According to the report, detectives:
- Drove Dante de Blasio to college in New Haven
- Picked him up at train stations
- Once he graduated, drove him to work in Brooklyn every day
- Picked the mayor's brother up at the airport when he came to visit, and once drove him to Palmyra, New Jersey to pick up a Zipcar an hour and 45 minutes away
- Staffers were driven by cops on mayoral errands to pick up food and coffee
- One staffer got a ride home because "she is Jewish and needs to get home for Passover," the report said
- The head of the mayor's security detail, Inspector Howard Redmond, ordered a detective to drive a female staffer to her Brooklyn apartment after Redmond spent three hours in a bar with her
The report also found that cops were assigned to do daily security checks on the two rental properties de Blasio owns in Park Slope.
"Just like it wouldn't be appropriate for the Secret Service to be checking on the Trump condos on the West Side when he was president, it's not appropriate use of security detail resources to have them checking on his personal property," Garnett said.
Even more damning, the report slammed Redmond for trying to obstruct the investigation.
"[He] deliberately sought to destroy his NYPD-issued phone after he was informed that he must surrender it for production to DOI," Garnett said. "Misled the NYPD's own lawyers about his compliance with the production command, and deleted all communications from both his City Hall and NYPD phones."
The mayor slammed the report, saying the NYPD should make security decisions for him and his family, not civilian DOI investigators.
"DOI chose not to ask the very people who were in charge why decisions were made, why things were done to protect me, my family and others they protect. To me, that omission is just plain unprofessional and unfair and inaccurate," de Blasio said.

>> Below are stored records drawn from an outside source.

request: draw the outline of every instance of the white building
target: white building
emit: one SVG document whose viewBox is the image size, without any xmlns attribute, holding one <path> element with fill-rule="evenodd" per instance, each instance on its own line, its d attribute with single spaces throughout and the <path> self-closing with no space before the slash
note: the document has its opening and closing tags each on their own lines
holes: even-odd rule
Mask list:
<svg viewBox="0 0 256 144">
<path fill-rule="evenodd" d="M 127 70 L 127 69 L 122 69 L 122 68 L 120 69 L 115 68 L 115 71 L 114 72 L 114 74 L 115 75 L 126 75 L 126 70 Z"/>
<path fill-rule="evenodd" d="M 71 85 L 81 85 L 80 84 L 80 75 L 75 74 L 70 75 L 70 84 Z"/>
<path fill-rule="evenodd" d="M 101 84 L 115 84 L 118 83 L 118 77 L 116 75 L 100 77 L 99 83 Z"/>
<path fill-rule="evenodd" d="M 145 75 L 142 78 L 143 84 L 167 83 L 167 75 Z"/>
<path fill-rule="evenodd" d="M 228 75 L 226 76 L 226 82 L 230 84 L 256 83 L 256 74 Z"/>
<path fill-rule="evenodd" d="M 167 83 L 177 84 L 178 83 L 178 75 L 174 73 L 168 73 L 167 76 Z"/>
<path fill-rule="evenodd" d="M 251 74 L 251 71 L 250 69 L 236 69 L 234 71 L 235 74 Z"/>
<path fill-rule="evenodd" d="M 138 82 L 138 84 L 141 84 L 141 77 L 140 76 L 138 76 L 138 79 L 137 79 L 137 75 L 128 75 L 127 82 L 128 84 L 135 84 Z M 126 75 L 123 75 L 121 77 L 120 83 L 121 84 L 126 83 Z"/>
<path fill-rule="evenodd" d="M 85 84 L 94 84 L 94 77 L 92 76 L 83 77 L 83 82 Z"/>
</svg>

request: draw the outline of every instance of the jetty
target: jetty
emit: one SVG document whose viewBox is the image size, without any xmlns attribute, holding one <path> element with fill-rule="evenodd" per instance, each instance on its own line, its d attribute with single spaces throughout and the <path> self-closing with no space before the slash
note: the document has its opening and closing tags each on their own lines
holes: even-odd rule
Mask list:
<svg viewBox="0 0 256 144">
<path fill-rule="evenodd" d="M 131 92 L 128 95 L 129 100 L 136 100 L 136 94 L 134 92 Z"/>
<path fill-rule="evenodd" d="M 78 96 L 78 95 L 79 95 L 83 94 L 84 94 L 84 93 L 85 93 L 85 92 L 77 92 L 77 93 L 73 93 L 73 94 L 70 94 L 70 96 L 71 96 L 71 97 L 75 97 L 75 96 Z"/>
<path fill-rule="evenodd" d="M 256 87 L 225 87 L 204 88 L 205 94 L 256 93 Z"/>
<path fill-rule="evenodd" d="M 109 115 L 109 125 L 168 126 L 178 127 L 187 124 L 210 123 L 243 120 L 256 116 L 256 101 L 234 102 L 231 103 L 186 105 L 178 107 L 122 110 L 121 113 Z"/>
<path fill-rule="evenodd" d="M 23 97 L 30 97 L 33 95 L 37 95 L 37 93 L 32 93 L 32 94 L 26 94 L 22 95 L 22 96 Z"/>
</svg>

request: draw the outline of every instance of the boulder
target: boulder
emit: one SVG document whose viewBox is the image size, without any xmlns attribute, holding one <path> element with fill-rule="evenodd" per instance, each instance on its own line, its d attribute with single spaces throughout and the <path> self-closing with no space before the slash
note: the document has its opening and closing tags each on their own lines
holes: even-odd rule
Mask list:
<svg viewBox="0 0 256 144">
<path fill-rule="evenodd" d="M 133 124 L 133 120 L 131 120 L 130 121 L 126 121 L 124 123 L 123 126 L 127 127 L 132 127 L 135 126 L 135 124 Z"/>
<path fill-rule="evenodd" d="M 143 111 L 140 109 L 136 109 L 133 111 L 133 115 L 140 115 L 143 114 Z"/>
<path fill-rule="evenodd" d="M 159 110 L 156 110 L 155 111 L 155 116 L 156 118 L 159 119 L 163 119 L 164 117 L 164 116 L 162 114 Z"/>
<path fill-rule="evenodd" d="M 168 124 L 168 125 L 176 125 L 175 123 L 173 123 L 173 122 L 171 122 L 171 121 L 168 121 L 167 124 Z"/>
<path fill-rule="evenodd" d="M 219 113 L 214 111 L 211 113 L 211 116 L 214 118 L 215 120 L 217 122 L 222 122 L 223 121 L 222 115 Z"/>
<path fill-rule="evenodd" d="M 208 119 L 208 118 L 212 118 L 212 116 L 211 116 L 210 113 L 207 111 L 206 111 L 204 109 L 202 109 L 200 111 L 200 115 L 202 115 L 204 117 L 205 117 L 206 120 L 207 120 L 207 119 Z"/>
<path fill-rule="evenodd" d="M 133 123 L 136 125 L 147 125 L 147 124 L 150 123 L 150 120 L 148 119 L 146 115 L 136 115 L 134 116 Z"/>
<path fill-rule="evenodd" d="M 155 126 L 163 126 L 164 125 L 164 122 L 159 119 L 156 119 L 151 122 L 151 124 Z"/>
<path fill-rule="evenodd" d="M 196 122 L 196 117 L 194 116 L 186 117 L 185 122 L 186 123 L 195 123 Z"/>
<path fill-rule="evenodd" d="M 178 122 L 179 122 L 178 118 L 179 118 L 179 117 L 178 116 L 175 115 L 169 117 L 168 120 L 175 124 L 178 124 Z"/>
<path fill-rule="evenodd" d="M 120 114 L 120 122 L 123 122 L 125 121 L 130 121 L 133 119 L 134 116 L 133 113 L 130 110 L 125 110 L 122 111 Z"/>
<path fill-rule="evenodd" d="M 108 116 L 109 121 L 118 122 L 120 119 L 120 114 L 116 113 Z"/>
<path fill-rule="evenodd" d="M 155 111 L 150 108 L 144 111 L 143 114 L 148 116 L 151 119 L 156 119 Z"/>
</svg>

The DOI commissioner fired back.
"Frankly, for the mayor, who is the head of every city agency, to question DOI's professionalism and integrity really undermines every other investigation we have going right now or in the future," Garnett said.
NYPD Deputy Commissioner of Intelligence and Counterintelligence John Miller defended the chauffeured rides and other actions because of threats to the de Blasios.
"Three hundred and eight separate threats, 33 of those have specifically referenced his family within the threat. Eleven of those against the first lady of New York City, and 14 of those have been against the mayor's children," Miller said.
Miller said another threat came from a man charged with killing a major mafioso.
"In 2019, an individual was challenged by security at Gracie Mansion for acting suspiciously on the perimeter and he stated to them he was there to conduct a citizen's arrest," Miller said.
Miller told CBS2 that was a reference to Anthony Commello, accused of killing Gambino crime boss Frank Cali three weeks after the Gracie Mansion incident.
There are several things to note. First, the mayor is contesting the need to repay the city for the travel and meal expenses racked up by cops on his presidential campaign. Second, the DOI referred the obstruction case against the head of his security detail to the Manhattan DA.
"I've worked with him for eight years. I found him to be an incredibly devoted public servant, a person of real integrity," de Blasio said of Redmond.
Miller also praised Redmond, but said the NYPD would cooperate with the obstruction investigation.